The arrow slits in the tower at the corner of the stone wall caught my attention. My eye followed the wall farther down the road to a massive wooden door. Beyond the door was a portion of the wall, partially crumbled, reinforced with timber beams wedged into the berm near the road.
I felt like a movie archeologist, discovering an ancient ruin, despite the fact trucks and cars were passing us by — enough distraction to only slightly spoil the moment.
I desperately wanted to explore once I peered through the gate. The opening was wide enough to fit the camera through but too small to squeeze my body into the courtyard. I considered climbing the partially fallen wall but was afraid to cause more damage than already existed. Additionally, it would have required leaving the bikes alone at the side of the busy road, out of view.

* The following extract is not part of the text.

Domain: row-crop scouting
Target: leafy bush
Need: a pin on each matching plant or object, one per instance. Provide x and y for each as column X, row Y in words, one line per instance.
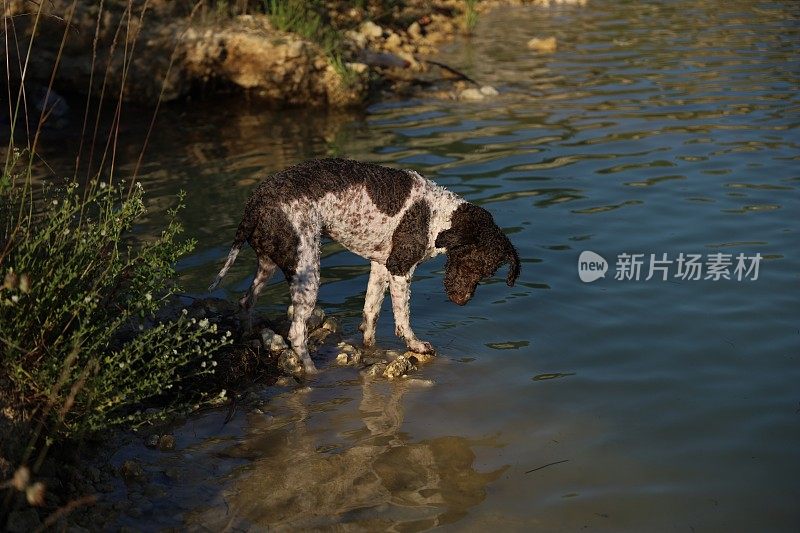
column 79, row 342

There were no signs to indicate what the massive compound was. Subsequent cursory searches on the interwebs yielded no information. So, at least for now, I must be content with the pictures and the Google satellite image.
The rest of the day seemed to be less eventful. We were passing through a large agricultural valley. Corn was being harvested, while other fields were being planted by hand with an unknown crop.

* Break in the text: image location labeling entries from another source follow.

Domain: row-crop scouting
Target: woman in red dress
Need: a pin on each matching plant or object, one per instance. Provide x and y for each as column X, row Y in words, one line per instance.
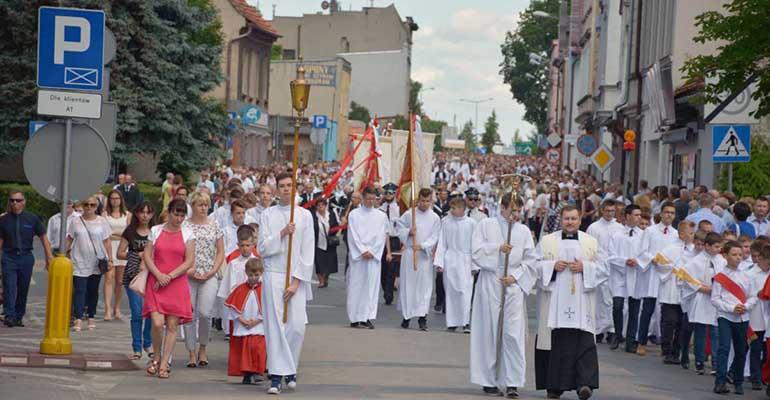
column 168, row 255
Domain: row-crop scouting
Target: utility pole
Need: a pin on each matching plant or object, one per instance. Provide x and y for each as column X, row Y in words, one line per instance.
column 476, row 103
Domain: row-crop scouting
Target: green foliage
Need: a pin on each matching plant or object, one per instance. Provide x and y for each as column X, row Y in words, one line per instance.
column 35, row 203
column 743, row 50
column 276, row 52
column 415, row 105
column 359, row 113
column 529, row 83
column 468, row 136
column 751, row 178
column 490, row 136
column 168, row 58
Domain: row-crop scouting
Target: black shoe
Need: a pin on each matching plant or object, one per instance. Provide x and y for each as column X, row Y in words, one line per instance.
column 585, row 393
column 423, row 323
column 721, row 389
column 491, row 390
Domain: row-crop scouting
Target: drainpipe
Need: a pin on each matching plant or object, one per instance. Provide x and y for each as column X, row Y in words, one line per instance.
column 638, row 74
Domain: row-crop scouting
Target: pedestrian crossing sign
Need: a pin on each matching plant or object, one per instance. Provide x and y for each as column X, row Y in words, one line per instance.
column 731, row 143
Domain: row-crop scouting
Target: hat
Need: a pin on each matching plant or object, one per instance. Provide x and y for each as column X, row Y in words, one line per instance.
column 472, row 193
column 390, row 187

The day became a bit more interesting when the skies turned black and brought lightening, thunder and rain. We found an empty building and took cover. It was late in the day about an hour before we planned to look for a camping spot. While waiting for a break in the rain we ate our dinner.
The rain slowed to a drizzle but the skies threatened more storms. We managed to ride few more miles before finding an abandoned barn. The terra-cotta tiles were still mostly intact, providing us with a welcome dry, camping spot for the night.